Unpaid power bills a growing problem

Money owed to Greece’s Public Power Corporation (PPC) in the form of unpaid electricity bills stands at an estimated 700 million euros. This amount represents more than 10 percent of the company’s total turnover and is mainly the result of the economic crisis which is hitting small and medium-sized businesses hard. Out of the 700 million euros, 100 million comprises the debts of mostly state enterprises which have been pending for more than a year. The remaining 600 million has been piling up over the last 10 months. A sizable chunk of this, between 150-200 million euros, is owed by two of the country’s energy-hungry companies: Aluminium of Greece and nickel producer Larco. Small and medium-sized businesses which have shut up shop or are no longer in the position to pay their power bills owe a total 400-450 million euros to PPC. The financial situation is actually worse than these figures suggest, according to PPC sources, who point out that many struggling customers are seeking more favorable repayment terms for money owed to the company. So far there have not been any problems among households, sources said, although it was observed that there had been an increase in overdue bills.

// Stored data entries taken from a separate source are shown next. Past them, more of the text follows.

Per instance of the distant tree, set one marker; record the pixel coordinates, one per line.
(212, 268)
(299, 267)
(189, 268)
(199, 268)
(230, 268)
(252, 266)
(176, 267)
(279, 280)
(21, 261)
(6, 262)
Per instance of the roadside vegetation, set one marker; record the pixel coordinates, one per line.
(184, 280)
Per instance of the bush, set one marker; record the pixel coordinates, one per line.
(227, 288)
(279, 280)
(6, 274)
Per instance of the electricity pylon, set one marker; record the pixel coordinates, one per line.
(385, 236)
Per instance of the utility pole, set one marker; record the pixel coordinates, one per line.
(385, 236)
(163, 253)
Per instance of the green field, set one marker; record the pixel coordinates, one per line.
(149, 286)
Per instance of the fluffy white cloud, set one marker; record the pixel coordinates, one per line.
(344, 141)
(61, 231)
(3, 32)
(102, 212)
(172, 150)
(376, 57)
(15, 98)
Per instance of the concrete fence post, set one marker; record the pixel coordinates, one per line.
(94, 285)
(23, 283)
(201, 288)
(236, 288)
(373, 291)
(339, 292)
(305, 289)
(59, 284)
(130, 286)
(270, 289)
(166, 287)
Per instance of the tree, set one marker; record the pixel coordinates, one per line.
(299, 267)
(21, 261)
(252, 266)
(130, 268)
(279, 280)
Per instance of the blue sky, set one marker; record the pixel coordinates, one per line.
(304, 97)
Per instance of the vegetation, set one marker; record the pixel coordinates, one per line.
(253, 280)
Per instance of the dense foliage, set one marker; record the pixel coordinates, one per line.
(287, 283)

Another side effect of the crisis is that power consumption is dropping, eating into PPC’s revenues which have already been hurt by customers turning to its competitors. In 2010, PPC is estimated to have lost 300 million euros in income from the 60,000 clients that have switched suppliers since the start of the year. When added to the 700 million euros from debts owed, the amount exceeds the 1-billion-euro mark. Sources also point out that there has been an increase in incidents of electricity theft. A large number of power meters located on premises belonging to PPC customers have been stolen, particularly in the Piraeus area. However, several incidents of missing power meters are the result of PPC cutting off supply due to overdue bills.